Anyway, The One Year Monk, you might imagine, has gotten some pretty harsh reactions when he has questioned the notion of having children or getting married. Saying things like that really threatens people. Folks, step off. We all have a right to live our lives the way we want. We also have a right to offer a bit of advice based on our own perspectives and life histories without you getting all up in our Kool-Aid about it.Especially if we offer it in the pages of a magazine that you can choose to read or not read.
Gottlieb had a funny paragraph, too. Here you go:
Take, for instance, books like Men Are Like Fish: What Every Woman Needs to Know About Catching a Man or Find a Husband After 35 Using What I Learned at Harvard Business School, whose titles alone make it clear that today’s supposedly progressive bachelorettes aren’t waiting for old-fashioned true love to strike before they can get married. Instead, they’re buying dozens of proactive coaching manuals to learn how to strategically land a man. The actual man in question, though, seems so irrelevant that, to my mind, these women might as well grab a well-dressed guy off the street, drag him into the nearest bar, buy him a drink, and ask him to marry her. (Or, to retain her “power,” she should manipulate him into asking her.)
Anyway, let's hear from the other side before we give Gottlieb too many props.
For our first try in the counter-Gottlieb set, I went to Liesl Schillinger at The Daily Beast, who wrote Give up on Mr. Perfect? Executive summary: FAIL. Schillinger's vitriol here is transparent. She doesn't like that Gottlieb questioned feminism. She buys into the whole gospel. No critique is welcome. Fuck you very much, Gottlieb, she says. It's a silly little essay that falls prey to the same fallacy as most romantic advice writing: she generalizes.
Most of page 2 is devoted to the notion that there are some older single women out there that are living it up and happy to be solo. She thinks this is some kind of gotcha. Please. I guarantee you I know what Gottlieb would say about that, because she didn't write the book for them. She wrote the book for women who want to be married. I mean, in fairness, Gottlieb posits in her original essay that any single woman over 35 is getting anxious. I suspect they are, but some are also anxious and not-anxious at the same time. Some have chosen to ignore the anxiety and live it up. Good for them. That's how The One Year Monk hopes to go out, too. He is also anxious. He is also trying to ignore it.

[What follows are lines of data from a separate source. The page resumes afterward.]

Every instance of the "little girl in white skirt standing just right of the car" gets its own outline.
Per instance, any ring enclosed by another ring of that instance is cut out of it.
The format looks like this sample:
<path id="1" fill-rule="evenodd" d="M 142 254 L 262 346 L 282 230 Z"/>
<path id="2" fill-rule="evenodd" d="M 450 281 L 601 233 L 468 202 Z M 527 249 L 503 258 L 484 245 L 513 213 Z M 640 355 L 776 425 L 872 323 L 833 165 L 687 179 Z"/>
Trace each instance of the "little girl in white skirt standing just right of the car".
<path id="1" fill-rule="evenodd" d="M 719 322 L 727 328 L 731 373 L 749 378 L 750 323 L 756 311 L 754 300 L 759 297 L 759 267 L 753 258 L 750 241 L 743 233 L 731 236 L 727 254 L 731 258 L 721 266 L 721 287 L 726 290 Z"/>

But just because Gottlieb advises women who want to get married to think about Mr. Pretty-Great over Mr. Perfect does not make her a Feminine Benedict Arnold. Sigh. No funny paragraph in this one.
Jessica Grose in Slate is a whole other story. Her piece, What Lori Gottlieb's Marry Him got wrong about single women, is considerably more compelling. She focuses on the statistical data to see if Gottlieb is making much ado about nothing. She points out that college-eduated women are seeing diminishing divorce rates, that women who marry later get divorced less and that women who are married and have been get depressed more often. All interesting.

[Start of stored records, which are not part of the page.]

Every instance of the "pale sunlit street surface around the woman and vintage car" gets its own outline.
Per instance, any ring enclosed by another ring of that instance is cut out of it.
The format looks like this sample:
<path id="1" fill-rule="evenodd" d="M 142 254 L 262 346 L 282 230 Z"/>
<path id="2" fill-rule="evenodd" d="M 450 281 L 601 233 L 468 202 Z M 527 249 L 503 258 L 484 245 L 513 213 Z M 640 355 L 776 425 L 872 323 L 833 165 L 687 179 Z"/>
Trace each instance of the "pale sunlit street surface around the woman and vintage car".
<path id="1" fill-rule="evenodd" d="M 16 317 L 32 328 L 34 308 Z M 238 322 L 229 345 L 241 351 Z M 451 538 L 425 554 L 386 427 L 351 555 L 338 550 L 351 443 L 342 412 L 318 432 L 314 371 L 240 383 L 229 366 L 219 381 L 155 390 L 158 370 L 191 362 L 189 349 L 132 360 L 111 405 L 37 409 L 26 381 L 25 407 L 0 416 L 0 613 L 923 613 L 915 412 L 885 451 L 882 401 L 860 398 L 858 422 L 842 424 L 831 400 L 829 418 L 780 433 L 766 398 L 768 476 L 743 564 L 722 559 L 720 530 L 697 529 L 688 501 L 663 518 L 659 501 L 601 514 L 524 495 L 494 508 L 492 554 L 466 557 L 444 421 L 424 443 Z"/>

I don't think it helps if you are one person in this sea. You're not a statistic. You're lonely. You want to be married. Again, The One Year Monk argues that you'd be more content if you didn't fall back on love for your fulfillment. You don't have to live that way.
That said, I think Grose's piece shows the most sensitivity (even more than Gottlieb) to the notion that different people need different things from life. Compound our inherent American individuality, then, with the facts of our condition in life. It's a bit of hash. Anyway, Grose's last sentence is good for a laugh, so give it a skim if you're curious but read every word of the last paragraph. Nice payoff.
All of the four pieces really come down to this question: how can we construct society so that we'll all be less sad. It's not: how can we be happy. It's: how can we ease off the misery-acceleration-pedal? The One Year Monk, but he thinks that all four pieces assume that the answer lies somewhere in how we construct the arena of Love.
The One Year Monk doubts we'll find the answer therein.